# Best Dog Leash attachment for big dog.



## ranger19d (Apr 22, 2010)

Ok so it looks like I am going to get the Trek 3700, I looked up some of these nifty lil rigs for leashes to be hooked to on the bike. 

Frankly it be nice to have it so I do not have to worry about my dog throwing me off balance if he suddenly stops.

I have a German Shepard, who is apx 70 lbs.. He is a big dog, just pretty lean and active. Anyways he is highly intelligent, and after 3 attempts of bike riding he has gotten the idea of how it works.

As of now I basically tie a loose knot, so that if he jerks the knot comes undone, for safety reasons that is, however I have the rope, which i use draped over the right handle bar so that I can feel any resistance and stop him from getting loose, Basically, If I was to fall of my bike the knot would come undone rather then violently jerk the dog from the leash. I thought it was smart in case something was to happen.

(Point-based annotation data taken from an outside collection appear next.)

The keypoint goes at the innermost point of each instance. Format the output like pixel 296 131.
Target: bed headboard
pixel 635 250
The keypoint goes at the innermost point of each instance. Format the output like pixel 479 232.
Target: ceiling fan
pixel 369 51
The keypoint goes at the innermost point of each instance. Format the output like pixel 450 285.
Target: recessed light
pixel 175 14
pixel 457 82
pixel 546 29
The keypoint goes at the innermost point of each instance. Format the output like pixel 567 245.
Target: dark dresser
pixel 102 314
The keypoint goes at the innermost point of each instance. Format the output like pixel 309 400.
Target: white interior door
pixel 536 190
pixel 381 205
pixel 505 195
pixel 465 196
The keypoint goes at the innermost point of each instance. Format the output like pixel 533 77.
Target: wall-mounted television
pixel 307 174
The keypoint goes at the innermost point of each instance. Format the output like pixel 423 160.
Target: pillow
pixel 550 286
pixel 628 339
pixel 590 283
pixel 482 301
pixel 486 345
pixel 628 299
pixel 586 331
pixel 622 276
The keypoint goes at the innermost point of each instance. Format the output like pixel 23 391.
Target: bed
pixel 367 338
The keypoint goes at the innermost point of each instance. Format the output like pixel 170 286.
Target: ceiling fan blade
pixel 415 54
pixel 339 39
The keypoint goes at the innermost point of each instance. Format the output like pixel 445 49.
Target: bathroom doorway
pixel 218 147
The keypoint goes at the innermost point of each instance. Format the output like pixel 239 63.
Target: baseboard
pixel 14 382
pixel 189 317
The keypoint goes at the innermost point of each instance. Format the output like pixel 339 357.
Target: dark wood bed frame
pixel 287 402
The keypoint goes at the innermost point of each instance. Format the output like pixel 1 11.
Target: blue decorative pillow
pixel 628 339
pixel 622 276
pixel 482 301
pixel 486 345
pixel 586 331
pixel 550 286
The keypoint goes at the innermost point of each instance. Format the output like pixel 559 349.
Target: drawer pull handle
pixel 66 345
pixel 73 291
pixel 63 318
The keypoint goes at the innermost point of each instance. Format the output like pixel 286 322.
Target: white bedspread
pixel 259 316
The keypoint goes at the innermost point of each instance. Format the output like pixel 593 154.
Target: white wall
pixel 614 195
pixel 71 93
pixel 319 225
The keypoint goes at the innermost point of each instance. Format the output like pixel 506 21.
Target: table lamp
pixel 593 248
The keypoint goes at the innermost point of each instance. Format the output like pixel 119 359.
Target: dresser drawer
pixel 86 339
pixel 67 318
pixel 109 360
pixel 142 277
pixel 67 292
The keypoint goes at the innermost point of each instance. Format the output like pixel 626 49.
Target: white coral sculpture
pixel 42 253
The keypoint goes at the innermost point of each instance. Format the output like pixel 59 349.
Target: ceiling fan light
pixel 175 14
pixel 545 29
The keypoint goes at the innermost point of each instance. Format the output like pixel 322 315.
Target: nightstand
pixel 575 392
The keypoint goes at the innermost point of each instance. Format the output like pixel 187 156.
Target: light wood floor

Anyways I just thought any suggestions be great, thanks.


----------



## Cypher09 (Apr 7, 2008)

I use a Walkydog bike leash with my 50lb German Shorthaired Pointer and it works great. The metal tube houses 2 or 3 springs between the end of the leash and the harness clip so there is a good amount of shock absorption if she decides to pull away from the bike, (tho after the first 5 or 6 rides she now just goes into sled dog mode as soon as shes clipped to the bike and ignores other people and dogs). Other than the bike attachment I'd invest in a good harness for the dogs comfort and safety.

I got mine from here.

http://www.thedogoutdoors.com/walkydog-dog-bike-leash.html


----------



## 006_007 (Jan 12, 2004)

The idea of going down the trails I ride and being attached to my 90lb lab/dobie mix is terrifying to me. Dont get me wrong, once we are on the multi-use bike path back to the car he is leashed (I hold it in one hand, bars w the other) but for long term I do not wanna be attached.

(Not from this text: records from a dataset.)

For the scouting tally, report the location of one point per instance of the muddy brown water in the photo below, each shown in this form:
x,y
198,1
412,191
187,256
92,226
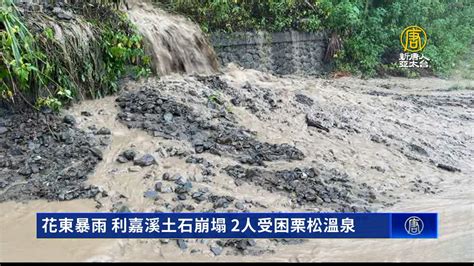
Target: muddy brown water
x,y
440,125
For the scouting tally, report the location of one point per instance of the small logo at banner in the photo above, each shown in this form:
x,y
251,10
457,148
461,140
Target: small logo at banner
x,y
414,225
413,39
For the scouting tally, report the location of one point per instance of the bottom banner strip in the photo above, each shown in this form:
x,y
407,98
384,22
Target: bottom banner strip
x,y
237,225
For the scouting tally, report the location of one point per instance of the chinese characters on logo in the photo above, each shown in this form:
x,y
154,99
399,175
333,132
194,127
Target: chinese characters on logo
x,y
413,40
134,225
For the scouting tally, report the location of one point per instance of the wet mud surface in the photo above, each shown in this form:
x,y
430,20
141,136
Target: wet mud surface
x,y
242,141
43,156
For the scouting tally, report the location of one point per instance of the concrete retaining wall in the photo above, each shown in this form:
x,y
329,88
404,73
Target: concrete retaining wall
x,y
280,53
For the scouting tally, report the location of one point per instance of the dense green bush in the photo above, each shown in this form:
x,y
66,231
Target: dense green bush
x,y
369,29
35,70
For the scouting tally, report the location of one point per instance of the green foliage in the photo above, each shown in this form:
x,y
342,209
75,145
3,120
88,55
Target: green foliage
x,y
123,54
248,15
369,29
33,69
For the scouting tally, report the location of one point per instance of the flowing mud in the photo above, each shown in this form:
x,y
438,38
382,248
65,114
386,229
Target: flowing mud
x,y
176,44
249,141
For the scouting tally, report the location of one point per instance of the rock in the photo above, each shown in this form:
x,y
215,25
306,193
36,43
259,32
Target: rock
x,y
448,168
239,206
86,113
124,208
418,149
97,153
181,180
166,189
168,117
69,119
217,250
184,188
103,131
197,178
182,244
145,160
312,121
166,176
303,99
122,159
129,154
158,186
151,194
134,169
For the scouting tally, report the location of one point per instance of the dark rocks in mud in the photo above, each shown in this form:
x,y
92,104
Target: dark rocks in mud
x,y
146,109
103,131
448,168
182,244
313,121
145,160
328,188
303,99
69,119
217,250
45,157
86,113
221,201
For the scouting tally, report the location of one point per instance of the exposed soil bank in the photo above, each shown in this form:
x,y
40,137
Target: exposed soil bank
x,y
366,145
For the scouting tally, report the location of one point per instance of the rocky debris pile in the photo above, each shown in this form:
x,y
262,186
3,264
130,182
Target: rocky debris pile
x,y
45,157
323,188
207,130
259,101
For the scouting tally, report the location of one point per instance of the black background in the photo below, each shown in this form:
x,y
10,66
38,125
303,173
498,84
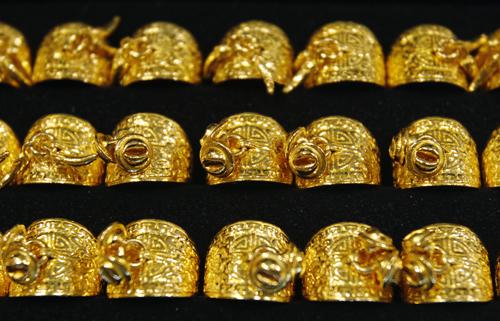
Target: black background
x,y
203,210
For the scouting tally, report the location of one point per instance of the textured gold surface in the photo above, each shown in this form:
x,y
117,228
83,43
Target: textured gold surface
x,y
15,57
251,260
159,50
430,53
445,263
53,257
157,257
333,150
488,62
350,262
491,160
340,51
60,149
76,51
252,50
9,154
245,147
146,147
434,151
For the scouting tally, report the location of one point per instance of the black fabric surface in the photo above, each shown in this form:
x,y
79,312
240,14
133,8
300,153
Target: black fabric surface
x,y
202,210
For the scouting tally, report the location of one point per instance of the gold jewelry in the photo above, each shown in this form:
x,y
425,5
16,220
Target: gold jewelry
x,y
146,147
488,62
76,51
350,262
251,260
9,154
52,257
252,50
15,57
491,160
333,150
339,51
245,147
159,50
430,53
445,263
434,151
60,149
148,258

That walkydog looks good if just on bike paths (paved) though.


----------



## Cypher09 (Apr 7, 2008)

Yea it's clearly not the answer if you're bombing downhill, but for fire roads and most single tracks it works fine. Plus for areas where there is a leash law I'd much rather have the dog attached to the bike with both of my hands on the bars than holding a leash.


----------



## ranger19d (Apr 22, 2010)

i was looking at the walkydog, i wonder if they sell tht at pets mart... will tht fit the trek 3700>?


----------



## Dogbrain (Mar 4, 2008)

Definitely get a harness. Do not attach the dog's neck to the bike. If anything should happen you want the force on their chest/shoulders, not the neck.


----------



## ranger19d (Apr 22, 2010)

I totally agree with you... all this time I always knew a harness be so much better for him..

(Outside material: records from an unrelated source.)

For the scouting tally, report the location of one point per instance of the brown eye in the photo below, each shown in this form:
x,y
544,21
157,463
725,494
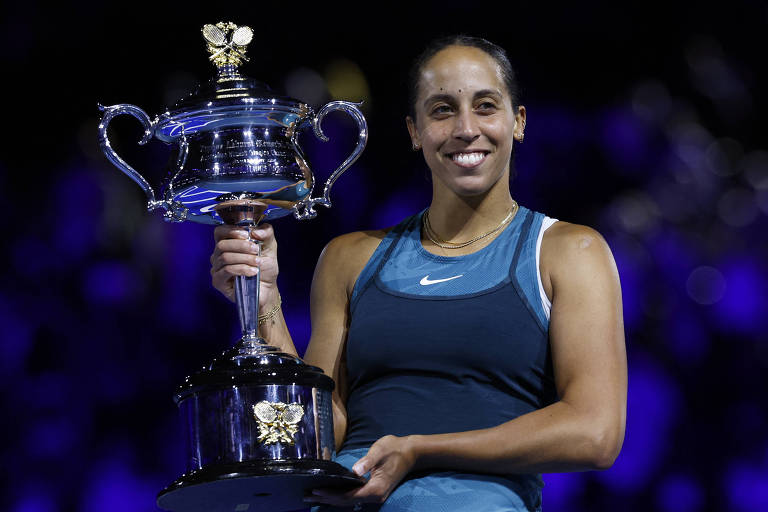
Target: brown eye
x,y
441,110
486,106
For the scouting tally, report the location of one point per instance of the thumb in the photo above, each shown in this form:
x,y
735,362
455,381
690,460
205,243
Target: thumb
x,y
361,466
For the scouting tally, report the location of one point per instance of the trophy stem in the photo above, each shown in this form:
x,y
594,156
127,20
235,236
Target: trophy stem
x,y
247,213
247,299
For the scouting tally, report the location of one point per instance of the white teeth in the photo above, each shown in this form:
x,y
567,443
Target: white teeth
x,y
467,158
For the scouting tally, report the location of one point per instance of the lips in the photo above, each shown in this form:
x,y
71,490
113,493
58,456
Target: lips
x,y
468,159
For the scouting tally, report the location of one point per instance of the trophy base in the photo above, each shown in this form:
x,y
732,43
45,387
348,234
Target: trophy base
x,y
272,486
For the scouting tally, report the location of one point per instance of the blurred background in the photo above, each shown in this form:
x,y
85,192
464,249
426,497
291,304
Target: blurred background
x,y
645,121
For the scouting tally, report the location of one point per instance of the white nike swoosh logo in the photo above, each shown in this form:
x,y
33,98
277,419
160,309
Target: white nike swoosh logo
x,y
427,281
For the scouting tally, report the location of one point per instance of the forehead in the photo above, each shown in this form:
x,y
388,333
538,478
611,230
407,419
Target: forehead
x,y
458,70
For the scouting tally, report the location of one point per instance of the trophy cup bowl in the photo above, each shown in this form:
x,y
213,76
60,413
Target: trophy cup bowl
x,y
258,422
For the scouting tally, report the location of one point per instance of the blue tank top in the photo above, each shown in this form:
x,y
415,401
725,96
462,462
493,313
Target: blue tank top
x,y
447,344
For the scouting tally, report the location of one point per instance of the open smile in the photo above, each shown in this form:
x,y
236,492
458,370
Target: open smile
x,y
468,159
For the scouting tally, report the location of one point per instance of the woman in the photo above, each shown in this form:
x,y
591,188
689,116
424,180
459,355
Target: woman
x,y
456,384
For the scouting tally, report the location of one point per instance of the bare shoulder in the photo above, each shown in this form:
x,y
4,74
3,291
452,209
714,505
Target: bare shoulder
x,y
568,249
345,256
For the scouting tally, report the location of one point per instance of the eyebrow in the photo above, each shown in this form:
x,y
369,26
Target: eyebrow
x,y
449,98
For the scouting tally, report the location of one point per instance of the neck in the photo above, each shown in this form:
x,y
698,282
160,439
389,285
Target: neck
x,y
458,218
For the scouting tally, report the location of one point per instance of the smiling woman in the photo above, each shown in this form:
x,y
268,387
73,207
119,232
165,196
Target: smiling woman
x,y
477,343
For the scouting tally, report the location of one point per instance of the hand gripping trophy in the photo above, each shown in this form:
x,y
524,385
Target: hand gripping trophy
x,y
258,421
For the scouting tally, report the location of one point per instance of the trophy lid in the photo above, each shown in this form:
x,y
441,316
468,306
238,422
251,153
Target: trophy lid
x,y
265,368
229,98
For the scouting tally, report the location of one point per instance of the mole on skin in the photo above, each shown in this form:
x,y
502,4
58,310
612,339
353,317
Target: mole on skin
x,y
586,241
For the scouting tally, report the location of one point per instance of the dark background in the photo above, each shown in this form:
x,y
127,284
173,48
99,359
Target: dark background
x,y
645,121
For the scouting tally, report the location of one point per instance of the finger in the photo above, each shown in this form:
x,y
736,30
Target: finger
x,y
238,246
224,274
224,231
361,466
236,258
266,234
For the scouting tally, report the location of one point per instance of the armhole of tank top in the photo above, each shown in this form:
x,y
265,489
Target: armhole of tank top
x,y
372,267
546,304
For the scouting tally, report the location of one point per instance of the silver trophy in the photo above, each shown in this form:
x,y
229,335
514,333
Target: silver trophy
x,y
258,421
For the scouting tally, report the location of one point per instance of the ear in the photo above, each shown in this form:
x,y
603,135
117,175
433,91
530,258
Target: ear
x,y
519,123
415,140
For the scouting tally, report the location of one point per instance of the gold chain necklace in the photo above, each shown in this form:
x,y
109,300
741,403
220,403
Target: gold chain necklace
x,y
453,245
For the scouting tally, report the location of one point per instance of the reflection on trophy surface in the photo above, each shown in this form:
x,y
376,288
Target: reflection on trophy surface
x,y
258,421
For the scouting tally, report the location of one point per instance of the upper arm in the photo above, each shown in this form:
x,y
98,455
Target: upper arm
x,y
339,264
586,325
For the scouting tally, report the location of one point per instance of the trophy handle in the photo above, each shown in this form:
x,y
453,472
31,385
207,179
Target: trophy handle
x,y
106,147
305,209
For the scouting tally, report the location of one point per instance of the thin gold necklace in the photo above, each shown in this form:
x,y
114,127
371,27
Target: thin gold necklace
x,y
458,245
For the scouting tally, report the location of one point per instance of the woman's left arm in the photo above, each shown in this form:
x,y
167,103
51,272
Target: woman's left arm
x,y
584,429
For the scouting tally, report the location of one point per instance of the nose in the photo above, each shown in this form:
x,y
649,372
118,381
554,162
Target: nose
x,y
466,127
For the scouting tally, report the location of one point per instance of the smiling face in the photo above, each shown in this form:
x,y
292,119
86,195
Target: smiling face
x,y
465,121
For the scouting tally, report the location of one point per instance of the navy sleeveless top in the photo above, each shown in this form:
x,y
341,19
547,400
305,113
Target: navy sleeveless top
x,y
447,344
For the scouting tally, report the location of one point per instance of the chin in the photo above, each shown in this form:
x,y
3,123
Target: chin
x,y
471,186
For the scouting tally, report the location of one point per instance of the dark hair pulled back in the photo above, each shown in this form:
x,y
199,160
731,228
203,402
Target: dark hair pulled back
x,y
494,51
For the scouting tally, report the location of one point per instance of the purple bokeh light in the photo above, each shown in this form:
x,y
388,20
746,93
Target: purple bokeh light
x,y
654,405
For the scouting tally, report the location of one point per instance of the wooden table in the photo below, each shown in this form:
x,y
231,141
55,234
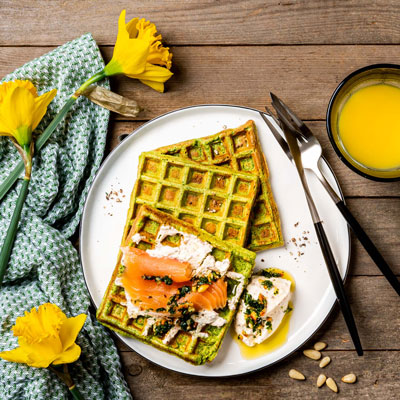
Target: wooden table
x,y
235,52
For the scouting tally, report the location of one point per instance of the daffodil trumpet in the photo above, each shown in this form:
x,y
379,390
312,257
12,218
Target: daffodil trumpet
x,y
138,54
46,339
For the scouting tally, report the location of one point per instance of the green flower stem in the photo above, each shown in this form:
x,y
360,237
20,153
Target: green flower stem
x,y
12,229
95,78
17,171
42,139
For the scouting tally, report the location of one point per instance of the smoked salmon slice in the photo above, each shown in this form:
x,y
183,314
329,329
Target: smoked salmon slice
x,y
148,293
177,270
215,296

Dam first a bike, now a helmet, now a dog leash and a harness. I may have to rob a bank to come up with the money for all of this lol.


----------



## Gasp4Air (Jun 5, 2009)

Judging from the looks on the faces of riders I've seen riding attached to their dogs I'd say it's a dicey proposition at best when the trails get at all technical. Their faces seem to say "Please get out of my way I'm barely hangin' on here" :eekster:

Unless it's smooth, wide and easy, unattached is the way to go, assuming you have a fail-safe "Come!" command.


----------



## macabra11 (Mar 25, 2010)

I have the "Springer" for my dog. He loves it and it is about the only way to tire him out (aside from a solid weekend of bird hunting). I got it for about $75 online and have not had any hiccups as of yet! No matter how hard the dog pulls, he doesn't affect your riding. 

I also agree that you need a harness, NOT a collar, when using these products.


----------